If code throws ImportError, AttributeError, or TypeError, introspect the installed
package and adapt the example to match the actual API rather than retrying.

# Eukaryotic Gene Prediction

**"Predict genes in my eukaryotic genome"** → Identify protein-coding gene structures (exons, introns, UTRs) using RNA-seq alignment evidence and/or protein homology to train ab initio predictors.
- CLI: `braker.pl --genome=assembly.fa --bam=rnaseq.bam --prot_seq=proteins.fa` (BRAKER3)

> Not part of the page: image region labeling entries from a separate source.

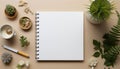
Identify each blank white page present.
[37,11,84,61]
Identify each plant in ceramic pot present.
[87,0,113,24]
[5,5,18,19]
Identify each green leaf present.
[93,52,100,57]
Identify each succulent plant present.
[5,5,16,16]
[1,52,12,64]
[89,0,114,22]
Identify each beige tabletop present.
[0,0,120,69]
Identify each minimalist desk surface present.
[0,0,120,69]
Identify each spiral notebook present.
[36,11,84,61]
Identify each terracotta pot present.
[19,17,32,30]
[5,8,18,19]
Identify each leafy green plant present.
[93,11,120,67]
[5,5,16,16]
[89,0,113,22]
[20,36,29,47]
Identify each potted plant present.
[5,5,18,19]
[87,0,113,24]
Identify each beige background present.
[0,0,120,69]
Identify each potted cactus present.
[5,5,18,19]
[87,0,113,24]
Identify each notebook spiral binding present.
[35,13,40,59]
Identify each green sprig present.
[93,12,120,67]
[20,36,29,47]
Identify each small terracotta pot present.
[5,8,18,19]
[19,17,32,30]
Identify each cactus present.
[5,5,16,16]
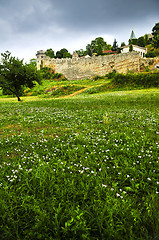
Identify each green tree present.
[75,49,87,57]
[86,37,111,56]
[152,23,159,48]
[112,39,118,51]
[29,58,36,68]
[0,51,41,101]
[45,48,55,58]
[121,42,126,47]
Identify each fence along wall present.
[37,51,141,80]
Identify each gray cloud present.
[0,0,159,61]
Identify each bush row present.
[107,72,159,87]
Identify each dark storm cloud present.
[0,0,159,33]
[0,0,159,61]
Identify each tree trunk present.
[17,96,21,102]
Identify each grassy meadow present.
[0,75,159,240]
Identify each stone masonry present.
[37,50,143,80]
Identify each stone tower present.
[36,50,46,70]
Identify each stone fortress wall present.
[37,50,152,80]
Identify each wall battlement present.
[37,50,141,80]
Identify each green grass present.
[0,88,159,240]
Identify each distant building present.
[72,51,79,58]
[121,44,147,57]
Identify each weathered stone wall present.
[37,52,141,80]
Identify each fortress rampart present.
[37,51,143,80]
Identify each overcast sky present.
[0,0,159,61]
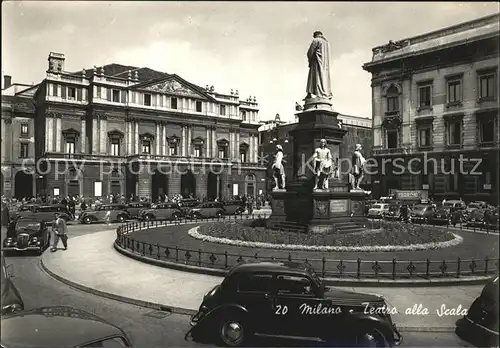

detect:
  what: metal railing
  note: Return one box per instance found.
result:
[115,214,499,280]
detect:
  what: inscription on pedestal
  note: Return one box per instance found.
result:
[330,199,348,214]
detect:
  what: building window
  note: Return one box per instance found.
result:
[142,140,151,155]
[418,126,432,147]
[113,89,120,103]
[387,129,399,149]
[111,138,120,156]
[386,86,399,115]
[479,118,496,143]
[447,121,462,145]
[479,73,495,100]
[240,149,247,162]
[21,123,28,135]
[418,85,432,108]
[448,80,462,104]
[68,87,76,99]
[170,97,177,109]
[194,145,203,158]
[66,138,76,153]
[19,143,28,158]
[169,143,178,156]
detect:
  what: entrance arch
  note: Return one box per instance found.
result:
[181,169,196,197]
[245,174,256,197]
[151,169,168,202]
[14,170,33,199]
[207,172,222,201]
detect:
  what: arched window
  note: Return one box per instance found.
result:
[386,85,400,115]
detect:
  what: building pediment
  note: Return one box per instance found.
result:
[134,75,212,99]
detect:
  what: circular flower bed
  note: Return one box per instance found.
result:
[189,222,463,252]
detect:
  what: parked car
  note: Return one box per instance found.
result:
[367,203,389,219]
[2,217,50,255]
[428,207,452,225]
[0,253,24,316]
[410,204,435,223]
[78,204,130,224]
[455,277,499,347]
[186,262,401,347]
[1,306,132,348]
[17,204,72,222]
[223,200,246,215]
[383,204,401,221]
[188,202,225,219]
[179,198,201,216]
[443,200,467,212]
[125,202,151,219]
[139,202,184,221]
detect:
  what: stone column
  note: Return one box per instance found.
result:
[186,126,193,156]
[92,118,99,154]
[212,128,219,157]
[155,122,161,155]
[134,121,139,154]
[161,123,169,156]
[203,128,212,158]
[99,118,108,154]
[80,116,87,153]
[56,115,61,152]
[181,125,186,156]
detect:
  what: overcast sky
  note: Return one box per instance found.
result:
[2,1,499,121]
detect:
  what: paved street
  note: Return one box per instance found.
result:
[2,225,476,347]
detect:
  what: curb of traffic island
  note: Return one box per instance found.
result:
[40,259,196,315]
[113,242,492,287]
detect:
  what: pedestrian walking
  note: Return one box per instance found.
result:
[50,213,68,252]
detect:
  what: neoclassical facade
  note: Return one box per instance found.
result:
[2,52,265,200]
[363,15,500,203]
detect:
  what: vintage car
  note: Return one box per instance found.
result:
[187,202,225,219]
[185,262,402,347]
[428,207,453,225]
[17,204,72,222]
[139,202,183,221]
[78,204,130,224]
[367,203,389,219]
[0,253,24,316]
[410,204,435,223]
[384,204,401,221]
[455,277,499,347]
[125,202,151,219]
[2,217,50,255]
[223,200,246,215]
[0,306,132,348]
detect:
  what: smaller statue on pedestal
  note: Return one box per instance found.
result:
[272,145,285,190]
[313,139,333,190]
[349,144,366,191]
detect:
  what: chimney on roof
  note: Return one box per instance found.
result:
[3,75,12,89]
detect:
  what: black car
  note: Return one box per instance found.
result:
[455,277,499,347]
[0,254,24,316]
[1,306,132,348]
[2,218,50,254]
[186,262,402,347]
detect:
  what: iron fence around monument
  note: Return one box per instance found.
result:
[115,214,499,280]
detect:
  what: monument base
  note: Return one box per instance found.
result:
[268,182,368,234]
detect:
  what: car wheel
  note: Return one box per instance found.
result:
[219,318,247,347]
[356,328,391,347]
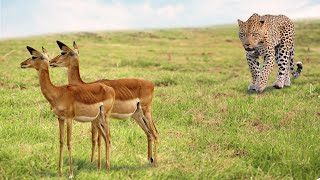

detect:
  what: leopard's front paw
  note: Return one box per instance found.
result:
[256,85,266,93]
[272,81,284,89]
[248,84,256,91]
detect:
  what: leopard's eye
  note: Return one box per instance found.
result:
[252,32,259,37]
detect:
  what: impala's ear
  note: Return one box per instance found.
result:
[57,41,70,51]
[73,41,79,54]
[27,46,38,55]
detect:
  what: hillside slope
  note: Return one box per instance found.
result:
[0,21,320,179]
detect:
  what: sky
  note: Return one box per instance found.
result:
[0,0,320,39]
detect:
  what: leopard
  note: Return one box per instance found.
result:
[238,13,303,93]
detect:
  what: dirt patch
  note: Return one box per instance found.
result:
[168,131,184,139]
[279,112,294,128]
[252,120,270,133]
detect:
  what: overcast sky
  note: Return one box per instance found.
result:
[0,0,320,38]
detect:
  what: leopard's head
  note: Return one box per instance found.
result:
[238,14,265,51]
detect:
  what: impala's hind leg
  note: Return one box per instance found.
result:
[91,123,98,162]
[96,106,111,169]
[132,103,153,162]
[142,105,159,165]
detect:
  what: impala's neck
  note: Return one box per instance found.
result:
[68,59,84,84]
[38,67,59,106]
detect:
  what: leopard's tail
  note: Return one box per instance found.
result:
[290,48,303,78]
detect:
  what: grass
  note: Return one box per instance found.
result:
[0,20,320,179]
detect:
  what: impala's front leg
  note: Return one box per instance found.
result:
[58,118,64,177]
[91,123,98,162]
[67,118,73,179]
[256,48,275,93]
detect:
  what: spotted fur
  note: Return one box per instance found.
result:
[238,14,303,92]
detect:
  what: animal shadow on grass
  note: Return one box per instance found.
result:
[62,158,152,176]
[246,86,278,95]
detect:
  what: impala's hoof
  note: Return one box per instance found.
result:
[69,175,73,179]
[272,81,284,89]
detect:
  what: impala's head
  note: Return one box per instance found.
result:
[238,14,265,51]
[50,41,79,67]
[20,46,49,70]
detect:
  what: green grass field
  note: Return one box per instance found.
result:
[0,20,320,179]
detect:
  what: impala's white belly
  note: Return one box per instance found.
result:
[74,102,103,122]
[111,98,139,119]
[111,113,133,119]
[74,113,99,122]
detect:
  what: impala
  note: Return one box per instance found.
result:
[20,46,115,178]
[50,41,158,165]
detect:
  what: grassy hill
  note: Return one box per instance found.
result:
[0,20,320,179]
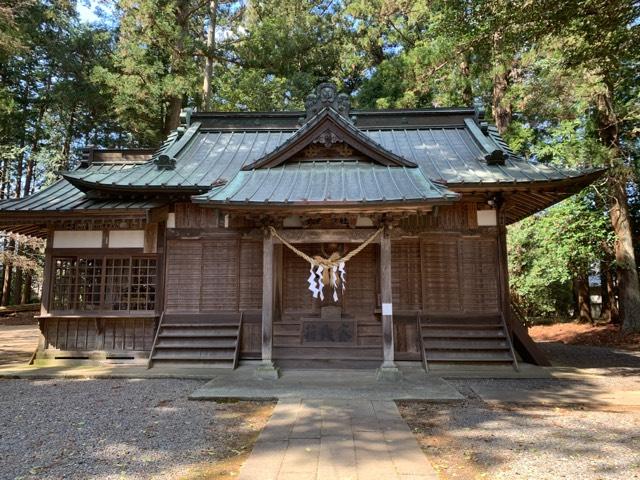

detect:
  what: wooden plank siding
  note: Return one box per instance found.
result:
[165,237,262,313]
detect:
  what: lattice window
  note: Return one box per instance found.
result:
[76,258,103,310]
[129,258,156,310]
[52,258,76,310]
[104,257,131,310]
[52,256,157,311]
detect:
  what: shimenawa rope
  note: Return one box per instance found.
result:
[269,226,384,302]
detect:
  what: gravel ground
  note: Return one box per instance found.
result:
[538,342,640,371]
[0,379,273,480]
[400,394,640,480]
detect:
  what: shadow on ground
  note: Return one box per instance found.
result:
[0,379,273,480]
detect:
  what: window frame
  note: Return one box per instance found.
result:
[47,251,161,317]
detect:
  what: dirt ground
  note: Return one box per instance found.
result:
[0,379,274,480]
[529,322,640,351]
[400,399,640,480]
[0,325,40,365]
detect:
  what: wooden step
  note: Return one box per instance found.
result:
[425,349,513,362]
[153,358,234,368]
[150,314,241,368]
[420,323,503,330]
[162,323,239,330]
[273,345,382,360]
[423,337,509,350]
[422,329,506,339]
[158,327,238,338]
[153,349,234,362]
[156,337,236,349]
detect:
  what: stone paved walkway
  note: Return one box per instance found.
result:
[240,398,438,480]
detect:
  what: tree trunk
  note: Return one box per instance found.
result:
[596,88,640,332]
[491,31,513,134]
[60,104,77,170]
[577,274,593,323]
[607,270,620,323]
[20,272,33,304]
[460,55,473,107]
[164,97,182,136]
[600,261,611,323]
[491,69,513,134]
[202,0,218,112]
[610,177,640,332]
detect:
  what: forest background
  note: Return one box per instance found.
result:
[0,0,640,331]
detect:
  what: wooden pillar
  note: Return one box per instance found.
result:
[496,199,513,333]
[256,232,279,379]
[40,230,53,316]
[378,228,399,380]
[262,234,274,363]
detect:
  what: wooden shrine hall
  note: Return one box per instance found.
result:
[0,83,602,378]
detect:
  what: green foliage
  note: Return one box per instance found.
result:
[508,192,613,316]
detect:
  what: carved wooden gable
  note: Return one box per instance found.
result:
[244,83,416,170]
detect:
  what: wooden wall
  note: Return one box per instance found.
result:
[273,244,382,362]
[165,204,500,360]
[165,236,262,313]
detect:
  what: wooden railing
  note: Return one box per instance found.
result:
[147,312,164,368]
[0,303,40,315]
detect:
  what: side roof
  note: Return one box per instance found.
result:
[58,109,594,193]
[0,149,166,235]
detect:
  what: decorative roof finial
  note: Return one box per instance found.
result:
[304,82,351,120]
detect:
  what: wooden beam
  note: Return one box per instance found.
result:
[274,228,380,243]
[380,229,396,369]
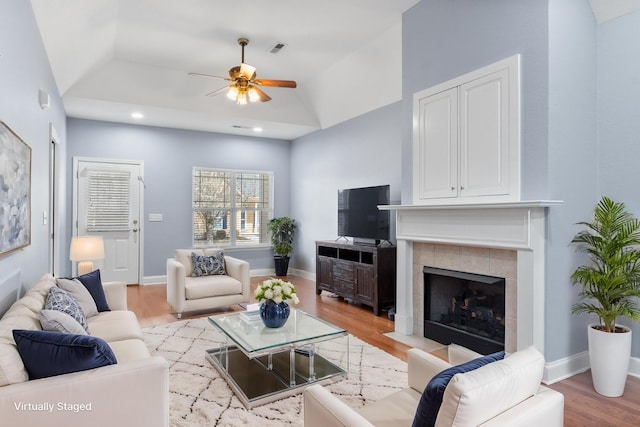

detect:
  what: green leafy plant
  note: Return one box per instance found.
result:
[267,216,296,257]
[571,197,640,332]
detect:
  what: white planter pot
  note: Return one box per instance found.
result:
[588,325,631,397]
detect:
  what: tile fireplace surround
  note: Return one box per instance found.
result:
[380,201,561,354]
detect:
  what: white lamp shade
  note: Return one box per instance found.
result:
[69,236,104,261]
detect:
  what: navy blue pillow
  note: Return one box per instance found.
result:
[413,351,504,427]
[12,329,117,380]
[76,270,111,312]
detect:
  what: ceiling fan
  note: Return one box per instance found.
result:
[189,38,297,104]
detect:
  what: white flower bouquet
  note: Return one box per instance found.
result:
[253,279,300,304]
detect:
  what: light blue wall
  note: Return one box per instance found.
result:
[67,119,291,277]
[402,0,628,361]
[598,12,640,357]
[402,0,549,203]
[545,0,599,361]
[0,0,68,300]
[291,102,402,272]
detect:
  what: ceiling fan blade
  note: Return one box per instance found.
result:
[240,62,256,80]
[189,73,231,81]
[251,85,271,102]
[254,79,298,89]
[205,86,229,96]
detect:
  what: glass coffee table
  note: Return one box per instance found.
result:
[205,308,349,409]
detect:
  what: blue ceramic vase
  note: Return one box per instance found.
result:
[260,300,291,328]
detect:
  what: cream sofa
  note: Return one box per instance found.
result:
[304,344,564,427]
[167,248,251,319]
[0,275,169,427]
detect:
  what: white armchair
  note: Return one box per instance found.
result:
[304,344,564,427]
[167,249,251,319]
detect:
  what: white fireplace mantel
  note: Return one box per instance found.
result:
[379,200,562,354]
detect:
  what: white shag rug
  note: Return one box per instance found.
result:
[144,318,407,427]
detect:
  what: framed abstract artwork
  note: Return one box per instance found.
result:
[0,121,31,256]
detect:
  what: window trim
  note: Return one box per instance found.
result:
[191,166,275,250]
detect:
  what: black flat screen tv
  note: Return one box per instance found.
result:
[338,185,391,243]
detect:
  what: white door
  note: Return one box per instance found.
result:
[74,158,143,284]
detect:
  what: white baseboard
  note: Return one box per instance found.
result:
[141,268,316,286]
[140,275,167,286]
[542,351,640,384]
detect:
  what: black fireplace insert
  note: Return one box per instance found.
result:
[424,267,505,354]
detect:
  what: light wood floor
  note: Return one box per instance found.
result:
[128,276,640,427]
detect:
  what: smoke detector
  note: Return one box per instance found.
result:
[269,42,287,54]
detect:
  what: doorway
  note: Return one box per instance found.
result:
[73,157,144,284]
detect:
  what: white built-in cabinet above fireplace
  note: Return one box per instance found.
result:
[413,55,520,205]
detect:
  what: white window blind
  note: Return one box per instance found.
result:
[87,170,131,231]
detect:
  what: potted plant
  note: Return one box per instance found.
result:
[267,216,296,276]
[571,197,640,397]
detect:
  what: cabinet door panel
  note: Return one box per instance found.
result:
[414,88,458,199]
[460,70,509,197]
[356,266,377,306]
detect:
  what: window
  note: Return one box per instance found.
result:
[193,167,273,246]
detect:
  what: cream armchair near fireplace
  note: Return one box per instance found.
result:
[304,344,564,427]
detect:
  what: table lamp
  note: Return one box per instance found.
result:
[69,236,104,276]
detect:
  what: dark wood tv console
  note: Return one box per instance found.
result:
[316,241,396,316]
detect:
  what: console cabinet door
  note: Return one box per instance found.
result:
[332,260,355,300]
[316,257,333,294]
[356,265,378,315]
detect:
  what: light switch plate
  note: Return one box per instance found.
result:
[149,214,163,222]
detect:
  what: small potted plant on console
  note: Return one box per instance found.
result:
[267,216,296,276]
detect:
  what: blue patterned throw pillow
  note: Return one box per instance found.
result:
[191,251,226,277]
[44,286,89,332]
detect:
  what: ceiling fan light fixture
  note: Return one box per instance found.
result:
[236,90,247,105]
[248,87,260,102]
[227,85,238,101]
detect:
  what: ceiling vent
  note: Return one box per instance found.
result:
[269,42,287,53]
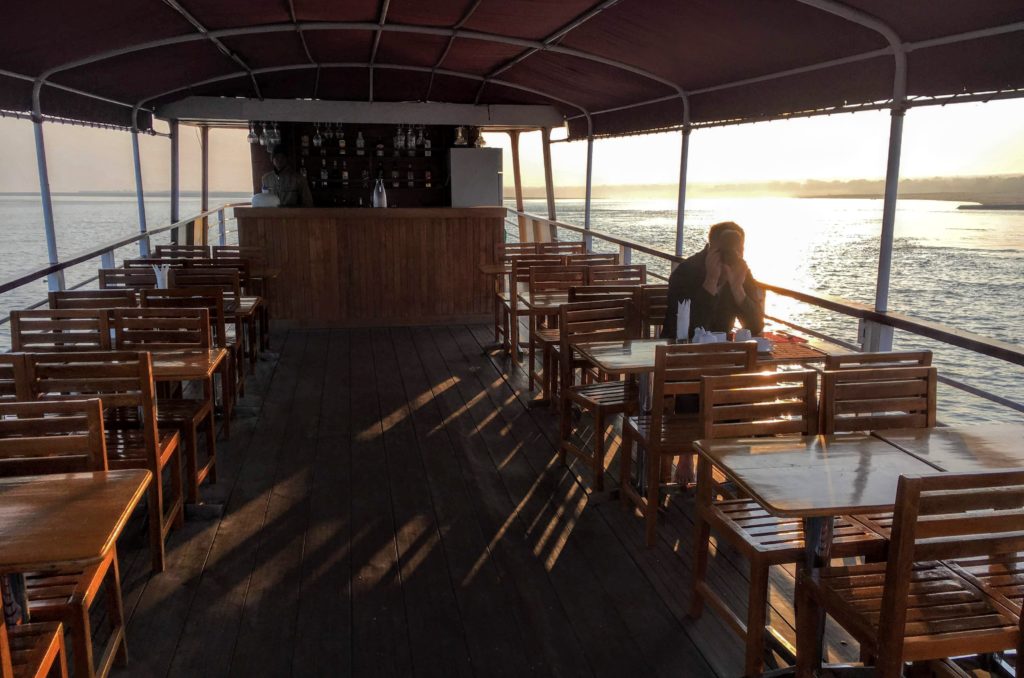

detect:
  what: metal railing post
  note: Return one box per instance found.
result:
[131,126,150,257]
[32,115,65,292]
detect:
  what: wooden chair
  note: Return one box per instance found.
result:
[640,285,669,337]
[825,350,932,370]
[10,308,111,351]
[169,266,261,371]
[155,243,211,258]
[587,263,647,286]
[0,398,128,676]
[558,299,639,492]
[99,267,157,290]
[535,240,587,254]
[114,308,217,504]
[49,289,138,310]
[142,287,238,430]
[526,266,587,394]
[0,353,32,402]
[797,470,1024,678]
[0,616,68,678]
[565,252,618,266]
[618,346,758,547]
[495,254,565,363]
[26,351,183,573]
[690,372,886,676]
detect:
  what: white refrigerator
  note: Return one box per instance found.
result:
[449,149,502,207]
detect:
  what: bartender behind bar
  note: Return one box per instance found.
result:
[263,145,313,207]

Predict protein-coding genes in eukaryotic genomes using evidence-based methods. BRAKER3 combines RNA-seq and protein homology evidence for the most accurate predictions. GALBA provides an alternative when only protein evidence is available.

## Prerequisites

**CRITICAL:** The input assembly must be softmasked (repeats in lowercase). Run repeat-annotation first to softmask the genome. Unmasked assemblies produce many false positive gene predictions in repetitive regions.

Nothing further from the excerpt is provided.